We wtorek do ogólnej liczby zakażeń koronawirusem w Polsce zostanie dopisane dodatkowe ok. 22 tys. przypadków, które przez przypadek „zgubiono” w ostatnich tygodniach.
W poniedziałek główny inspektor sanitarny Krzysztof Saczka poinformował, że w codziennych statystykach nie uwzględniono ok. 22 tys. przypadków zakażenia koronawirusem, które wykryto w ostatnich tygodniach.
„Przeprowadzona w całej Polsce analiza danych dotyczących przypadków zakażeń Covid-19 wykazała różnicę na poziomie 22 tys. wyników między systemem elektronicznym, a innymi używanymi dotychczas narzędziami zbioru danych. Zidentyfikowane rozbieżności nie wpływały w istotny sposób na ocenę sytuacji epidemiologicznej” – czytamy w komunikacie GIS.
W komunikacie rzecznik GIS Jan Bondar podkreślił, że głównymi przyczynami nieuwzględnienia ok. 22 tys. przypadków w podawanych codziennie statystykach były: opóźnienia w przekazywaniu wyników do inspekcji sanitarnej przez laboratoria testujące w kierunku SARS-CoV-2; różne źródła pozyskiwania danych i potrzeba ich weryfikacji; różne cele zbieranych danych (m.in. statystyki zakażeń, opracowanie ognisk epidemiologicznych, w tym identyfikacja źródeł zakażeń), a także przerwy w pracy stacji sanitarno-epidemiologicznych, spowodowane izolacją lub kwarantanną pracowników (okresowo ok. 20 proc. pracowników było wyłączonych z pracy).

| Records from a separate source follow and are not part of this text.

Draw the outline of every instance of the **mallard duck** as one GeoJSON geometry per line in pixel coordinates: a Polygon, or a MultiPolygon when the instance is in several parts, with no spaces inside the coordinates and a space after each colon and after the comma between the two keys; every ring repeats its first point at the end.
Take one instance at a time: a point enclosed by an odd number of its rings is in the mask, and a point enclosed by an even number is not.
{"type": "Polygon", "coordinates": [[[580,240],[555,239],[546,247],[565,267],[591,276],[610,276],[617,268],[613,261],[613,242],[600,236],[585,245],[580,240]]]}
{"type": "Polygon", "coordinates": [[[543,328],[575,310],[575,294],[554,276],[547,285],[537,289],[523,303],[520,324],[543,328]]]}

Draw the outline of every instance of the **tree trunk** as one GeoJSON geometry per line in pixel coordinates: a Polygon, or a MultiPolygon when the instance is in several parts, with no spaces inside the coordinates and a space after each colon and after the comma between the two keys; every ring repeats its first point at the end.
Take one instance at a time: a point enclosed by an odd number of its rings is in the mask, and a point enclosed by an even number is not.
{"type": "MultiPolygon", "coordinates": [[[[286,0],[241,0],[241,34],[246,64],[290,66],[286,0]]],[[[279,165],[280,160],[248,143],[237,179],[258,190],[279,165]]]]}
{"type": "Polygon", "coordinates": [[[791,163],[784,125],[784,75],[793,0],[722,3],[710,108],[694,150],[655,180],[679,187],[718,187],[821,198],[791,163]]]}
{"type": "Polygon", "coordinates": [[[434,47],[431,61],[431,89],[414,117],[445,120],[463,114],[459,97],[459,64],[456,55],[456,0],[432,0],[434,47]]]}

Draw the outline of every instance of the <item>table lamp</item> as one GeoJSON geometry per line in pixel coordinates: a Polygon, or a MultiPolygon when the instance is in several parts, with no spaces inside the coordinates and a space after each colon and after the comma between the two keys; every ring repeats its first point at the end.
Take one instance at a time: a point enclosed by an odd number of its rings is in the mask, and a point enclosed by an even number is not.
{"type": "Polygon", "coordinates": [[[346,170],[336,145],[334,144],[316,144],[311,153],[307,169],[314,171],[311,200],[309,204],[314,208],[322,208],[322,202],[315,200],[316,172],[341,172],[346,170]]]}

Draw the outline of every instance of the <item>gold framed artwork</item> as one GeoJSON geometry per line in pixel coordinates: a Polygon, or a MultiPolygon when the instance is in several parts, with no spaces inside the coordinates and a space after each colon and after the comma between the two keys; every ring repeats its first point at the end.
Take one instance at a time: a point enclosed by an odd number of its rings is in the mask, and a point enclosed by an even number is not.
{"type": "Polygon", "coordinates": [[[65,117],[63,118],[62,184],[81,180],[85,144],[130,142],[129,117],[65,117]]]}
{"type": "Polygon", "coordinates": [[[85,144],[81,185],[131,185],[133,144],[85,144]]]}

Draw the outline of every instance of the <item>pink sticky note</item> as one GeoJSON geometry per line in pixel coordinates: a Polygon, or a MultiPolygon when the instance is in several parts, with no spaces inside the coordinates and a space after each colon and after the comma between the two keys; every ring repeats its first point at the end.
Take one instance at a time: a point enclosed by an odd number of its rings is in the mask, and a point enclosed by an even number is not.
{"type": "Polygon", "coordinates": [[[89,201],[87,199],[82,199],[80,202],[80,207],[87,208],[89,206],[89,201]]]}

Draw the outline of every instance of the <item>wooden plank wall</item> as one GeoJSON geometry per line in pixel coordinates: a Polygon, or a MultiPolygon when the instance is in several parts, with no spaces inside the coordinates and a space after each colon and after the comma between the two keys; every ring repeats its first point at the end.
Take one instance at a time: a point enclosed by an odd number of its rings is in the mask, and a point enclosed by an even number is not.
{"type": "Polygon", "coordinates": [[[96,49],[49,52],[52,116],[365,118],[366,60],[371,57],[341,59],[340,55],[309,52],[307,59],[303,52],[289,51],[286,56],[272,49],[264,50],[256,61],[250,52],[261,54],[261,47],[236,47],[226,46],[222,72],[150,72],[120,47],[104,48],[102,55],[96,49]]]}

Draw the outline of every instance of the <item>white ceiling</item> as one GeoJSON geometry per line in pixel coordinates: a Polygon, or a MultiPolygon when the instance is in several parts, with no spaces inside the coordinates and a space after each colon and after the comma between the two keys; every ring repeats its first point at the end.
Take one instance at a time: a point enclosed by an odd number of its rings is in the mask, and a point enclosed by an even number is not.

Brakujące dane zostaną dodane we wtorek do ogólnej liczby dodatnich wyników Covid-19 w Polsce. Także od wtorku zmieni się również system raportowania i metoda prezentowania wyników. – „Będzie ona opierała się głównie o system EWP. Jednolity system raportowania w skali całego kraju” – tłumaczy Krzysztof Saczka. Laboratoria mają wprowadzać dane do systemu EWP w ciągu maksymalnie 48 godzin.